Surely something like a colour processing pipeline for an image sensor is best done as a fixed function?
Show me two image processing engineers who agree on a pipeline. Everyone has different needs and if we hardcode the algorithms we please no one. Take Bayer interpolation; there is continuous research into the best way to extract data from a sensor. Even if the research stopped today, different algorithms are best for different circumstances. The algorithm you want to use when displaying a live preview of the scene should be most concerned with using minimum power. The algorithm you use when capturing an image to save should focus on quality. We just run a different program and get the best of both worlds.

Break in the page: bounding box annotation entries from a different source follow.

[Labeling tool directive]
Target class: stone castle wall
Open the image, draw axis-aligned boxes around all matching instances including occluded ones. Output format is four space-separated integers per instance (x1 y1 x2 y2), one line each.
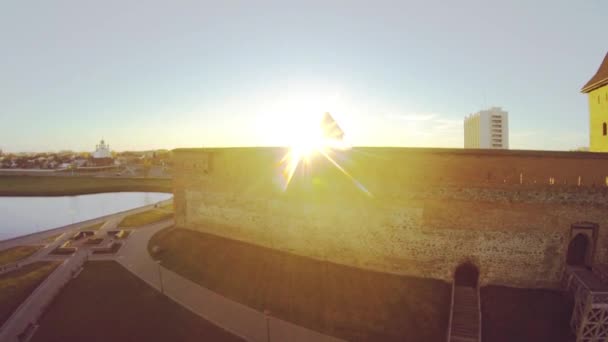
169 148 608 287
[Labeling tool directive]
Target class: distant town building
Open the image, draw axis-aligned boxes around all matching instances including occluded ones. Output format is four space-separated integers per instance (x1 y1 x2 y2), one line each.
464 107 509 149
581 53 608 152
90 139 114 166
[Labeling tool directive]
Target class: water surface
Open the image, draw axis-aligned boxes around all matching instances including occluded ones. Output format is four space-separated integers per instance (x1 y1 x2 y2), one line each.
0 192 172 241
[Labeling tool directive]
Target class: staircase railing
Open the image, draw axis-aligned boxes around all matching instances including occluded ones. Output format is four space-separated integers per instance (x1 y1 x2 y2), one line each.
476 285 481 341
446 281 456 342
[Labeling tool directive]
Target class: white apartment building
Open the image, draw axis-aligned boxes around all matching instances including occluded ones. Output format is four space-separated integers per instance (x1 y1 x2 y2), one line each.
464 107 509 149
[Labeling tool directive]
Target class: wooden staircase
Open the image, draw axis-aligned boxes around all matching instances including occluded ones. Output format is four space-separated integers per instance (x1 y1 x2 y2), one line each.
448 286 481 342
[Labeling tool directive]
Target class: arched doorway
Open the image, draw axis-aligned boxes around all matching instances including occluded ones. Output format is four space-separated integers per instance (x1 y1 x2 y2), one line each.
454 262 479 287
566 233 589 266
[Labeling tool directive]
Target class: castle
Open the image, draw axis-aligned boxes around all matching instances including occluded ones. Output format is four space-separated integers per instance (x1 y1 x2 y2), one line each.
581 53 608 152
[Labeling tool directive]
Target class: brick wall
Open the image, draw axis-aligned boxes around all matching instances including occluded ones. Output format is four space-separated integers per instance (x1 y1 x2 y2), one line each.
174 148 608 287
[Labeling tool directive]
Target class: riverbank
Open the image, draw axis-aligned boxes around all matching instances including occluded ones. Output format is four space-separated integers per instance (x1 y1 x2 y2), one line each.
0 176 172 196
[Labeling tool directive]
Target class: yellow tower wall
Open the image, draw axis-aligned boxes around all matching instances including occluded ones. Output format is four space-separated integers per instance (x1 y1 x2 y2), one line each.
589 85 608 152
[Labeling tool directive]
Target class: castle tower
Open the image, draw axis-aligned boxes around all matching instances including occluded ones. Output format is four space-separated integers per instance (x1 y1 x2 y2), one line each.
581 53 608 152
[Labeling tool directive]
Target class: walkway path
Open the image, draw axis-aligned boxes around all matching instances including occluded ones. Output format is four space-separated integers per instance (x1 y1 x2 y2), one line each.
117 220 342 342
0 250 87 342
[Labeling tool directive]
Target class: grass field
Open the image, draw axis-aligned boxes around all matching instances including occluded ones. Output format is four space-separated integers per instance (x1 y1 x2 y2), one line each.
0 246 42 265
0 262 60 325
0 176 171 196
31 261 241 342
149 229 451 342
481 286 574 342
118 207 173 228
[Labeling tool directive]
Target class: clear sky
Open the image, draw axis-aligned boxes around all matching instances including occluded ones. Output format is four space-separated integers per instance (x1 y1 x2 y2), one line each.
0 0 608 151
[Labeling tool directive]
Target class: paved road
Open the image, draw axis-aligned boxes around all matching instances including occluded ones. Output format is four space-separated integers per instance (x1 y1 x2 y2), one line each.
0 250 87 342
117 220 343 342
0 199 173 251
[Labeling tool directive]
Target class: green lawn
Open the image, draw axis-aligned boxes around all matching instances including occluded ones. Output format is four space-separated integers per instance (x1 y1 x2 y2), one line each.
0 246 42 265
481 286 574 342
0 176 172 196
118 209 173 228
148 229 451 342
0 261 60 325
32 261 241 342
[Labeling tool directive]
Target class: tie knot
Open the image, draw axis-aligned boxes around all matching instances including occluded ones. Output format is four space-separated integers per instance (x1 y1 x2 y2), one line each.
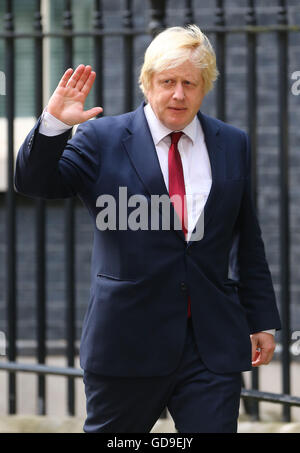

Why do you have two ARM® 9 CPUs? Why not one ARM® 11?
One obvious benefit is that two ARM® 9 processors give more MIPs for fewer milliWatts than a single ARM® 11, but this is not the only benefit.

 

The twin CPUs allow separation of interrupt driven events and applications. In real time systems there is a conflict between the application that you want to run and all the events such as network traffic and disk activity that have to be handled on an interrupt basis. The randomness of the background tasks makes it difficult to guarantee the speed of the primary application so some headroom has to be left in the system.

Because we have two CPUs we can use one to handle the interrupt related tasks and one to run the real time application. When our customers ship a system and say it will run video at a particular rate, they can be sure it will keep doing that even if another event arrives part way through the movie. The system is more stable, tuning is easier, our customers have shorter time to market, and we don’t have to run the CPU faster than necessary so power consumption is lower.

What techniques have you used to reduce power consumption?
Energy efficiency starts with the fundamental architecture. How does data move through the system? How can it be kept on chip? How do you control power when the system is busy and when it’s idle? Our architecture has been shaped by the way we tackled these questions, and we didn’t only look at what is happening today but what we need to do for future silicon processes as their characteristics change.

One of the most important things we have done is to provide multiple voltage domains that allow us to set different voltages as demand for performance changes. We can do this dynamically without rebooting. We can also completely power off parts of the chip while the rest keeps running.